A capacidade dessa espécie de se adaptar a uma grande diversidade de ecossistemas gerou uma importante variação genética que tem sido tentada classificar em ecovares.

Esta espécie, como outros Streptomyces, produz uma grande quantidade de metabólitos secundários, o que lhe confere grande importância comercial. Estes incluem a estreptomicina (antibiótico aminoglicosídeo), o primeiro antibiótico usado efetivamente contra a tuberculose.

Características gerais

S. griseus é uma bactéria aeróbica Gram positiva que produz micélios. A parede celular é espessa, formada principalmente por peptidoglicano e lipídios.

Esta espécie desenvolve ambos os substratos e micélios aéreos. Ambos os tipos de micélio têm uma morfologia diferente.As hifas do substrato de micélio podem ter 0,5-1 µm de diâmetro. O micélio aéreo é filamentoso e pouco ramificado.

Em meio de cultura, esses micélios têm diferentes tons de cinza. O reverso da colônia é cinza-amarelado. Eles não produzem pigmentos de melanina.

As cadeias de esporos são retiflexíveis e consistem em 10-50 esporos. A superfície destes é lisa.

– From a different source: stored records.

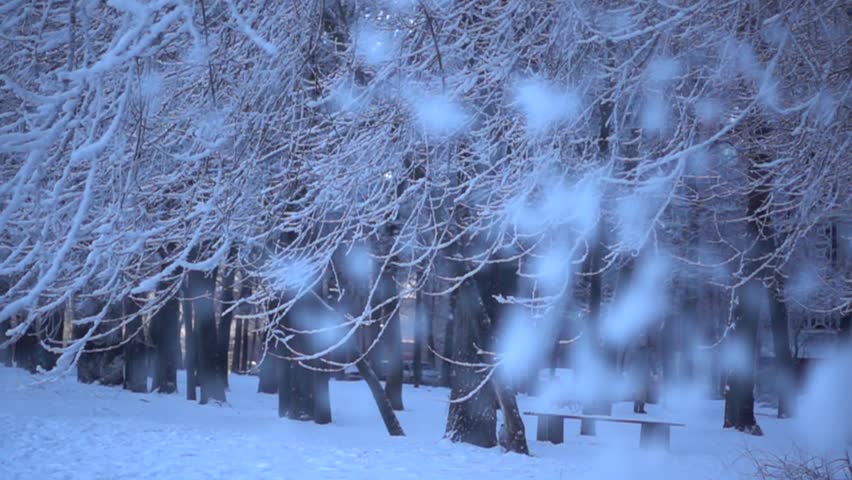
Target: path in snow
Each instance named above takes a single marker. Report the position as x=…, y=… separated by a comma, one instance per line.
x=64, y=429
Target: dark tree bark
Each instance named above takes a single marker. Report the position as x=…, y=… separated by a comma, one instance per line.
x=739, y=397
x=322, y=398
x=473, y=420
x=246, y=349
x=6, y=352
x=301, y=383
x=601, y=405
x=236, y=359
x=419, y=333
x=393, y=384
x=210, y=380
x=269, y=375
x=494, y=280
x=165, y=334
x=381, y=399
x=516, y=437
x=191, y=357
x=223, y=336
x=784, y=364
x=447, y=352
x=102, y=360
x=136, y=364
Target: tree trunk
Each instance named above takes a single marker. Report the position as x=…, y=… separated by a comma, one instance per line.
x=165, y=334
x=236, y=366
x=5, y=353
x=419, y=332
x=739, y=397
x=210, y=380
x=381, y=399
x=473, y=420
x=269, y=375
x=516, y=437
x=223, y=336
x=784, y=365
x=104, y=363
x=393, y=384
x=191, y=356
x=600, y=404
x=135, y=354
x=322, y=398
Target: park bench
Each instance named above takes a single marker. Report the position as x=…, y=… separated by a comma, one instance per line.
x=654, y=433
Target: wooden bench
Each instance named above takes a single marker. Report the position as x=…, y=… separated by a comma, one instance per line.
x=653, y=434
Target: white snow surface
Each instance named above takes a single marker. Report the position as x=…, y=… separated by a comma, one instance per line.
x=63, y=429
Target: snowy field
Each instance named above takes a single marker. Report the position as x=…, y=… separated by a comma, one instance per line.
x=68, y=430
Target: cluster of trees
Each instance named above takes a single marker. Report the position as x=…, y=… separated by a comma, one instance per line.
x=598, y=168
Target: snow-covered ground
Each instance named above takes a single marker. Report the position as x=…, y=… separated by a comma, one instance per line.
x=63, y=429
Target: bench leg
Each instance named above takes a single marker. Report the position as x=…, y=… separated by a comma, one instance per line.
x=550, y=429
x=587, y=427
x=654, y=436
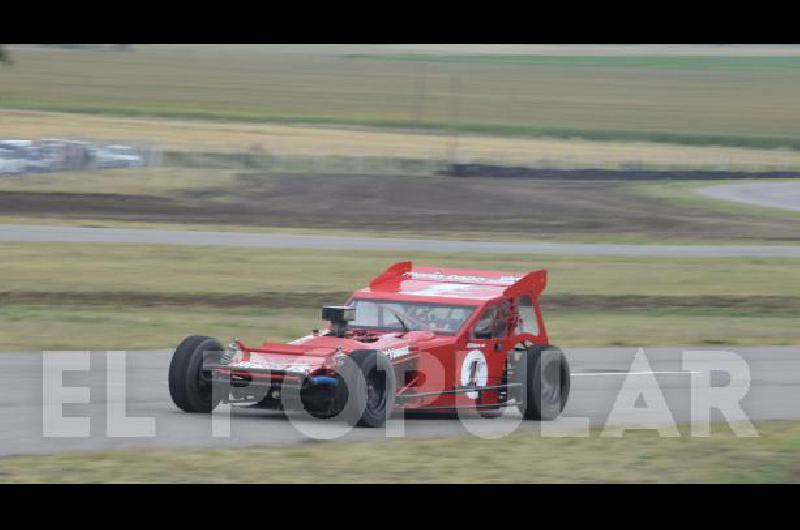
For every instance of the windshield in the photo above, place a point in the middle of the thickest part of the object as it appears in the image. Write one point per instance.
(417, 316)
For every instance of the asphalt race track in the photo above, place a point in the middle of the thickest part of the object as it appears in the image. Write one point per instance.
(64, 234)
(784, 195)
(598, 374)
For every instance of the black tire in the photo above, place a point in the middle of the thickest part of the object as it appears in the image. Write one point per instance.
(188, 390)
(546, 383)
(370, 383)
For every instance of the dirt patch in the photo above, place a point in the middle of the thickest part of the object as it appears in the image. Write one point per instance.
(421, 205)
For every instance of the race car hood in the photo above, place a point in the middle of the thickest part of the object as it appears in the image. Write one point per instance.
(317, 351)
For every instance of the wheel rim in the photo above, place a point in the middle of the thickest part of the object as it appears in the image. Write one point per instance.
(551, 383)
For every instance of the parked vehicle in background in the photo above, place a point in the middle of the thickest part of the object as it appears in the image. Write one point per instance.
(111, 156)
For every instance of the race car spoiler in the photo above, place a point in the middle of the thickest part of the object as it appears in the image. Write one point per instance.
(391, 278)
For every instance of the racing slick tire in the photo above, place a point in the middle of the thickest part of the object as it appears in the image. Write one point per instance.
(189, 390)
(370, 382)
(545, 383)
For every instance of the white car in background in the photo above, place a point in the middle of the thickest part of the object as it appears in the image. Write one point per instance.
(116, 156)
(11, 161)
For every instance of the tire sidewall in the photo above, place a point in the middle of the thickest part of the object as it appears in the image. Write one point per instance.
(544, 360)
(354, 373)
(184, 375)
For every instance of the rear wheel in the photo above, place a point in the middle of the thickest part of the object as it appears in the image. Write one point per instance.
(545, 383)
(189, 387)
(370, 383)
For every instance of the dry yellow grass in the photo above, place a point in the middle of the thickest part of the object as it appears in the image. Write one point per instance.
(194, 135)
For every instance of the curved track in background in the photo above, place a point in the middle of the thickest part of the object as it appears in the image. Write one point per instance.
(785, 195)
(68, 234)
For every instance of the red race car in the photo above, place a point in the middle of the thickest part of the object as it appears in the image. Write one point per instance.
(418, 339)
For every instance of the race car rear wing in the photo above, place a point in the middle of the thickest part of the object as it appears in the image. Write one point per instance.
(513, 283)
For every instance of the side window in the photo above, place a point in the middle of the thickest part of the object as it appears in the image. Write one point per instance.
(493, 323)
(527, 316)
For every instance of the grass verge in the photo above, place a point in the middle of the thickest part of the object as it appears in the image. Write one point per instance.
(639, 456)
(72, 296)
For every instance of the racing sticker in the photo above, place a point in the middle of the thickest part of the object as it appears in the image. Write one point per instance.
(474, 371)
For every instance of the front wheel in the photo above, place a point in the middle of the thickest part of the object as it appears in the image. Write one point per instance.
(189, 387)
(545, 382)
(370, 383)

A espécie utiliza glicose, xilose, manitol ou frutose como fonte de carbono. Em meios de cultura com arabinose ou ramnosa, não se observa crescimento da colônia.

A temperatura ideal para o seu desenvolvimento varia de 25 a 35 ° C.

Eles crescem em uma ampla faixa de pH, entre 5 e 11. No entanto, seu crescimento é ideal em ambientes alcalinos com pH 9, por isso é considerado alcalofílico.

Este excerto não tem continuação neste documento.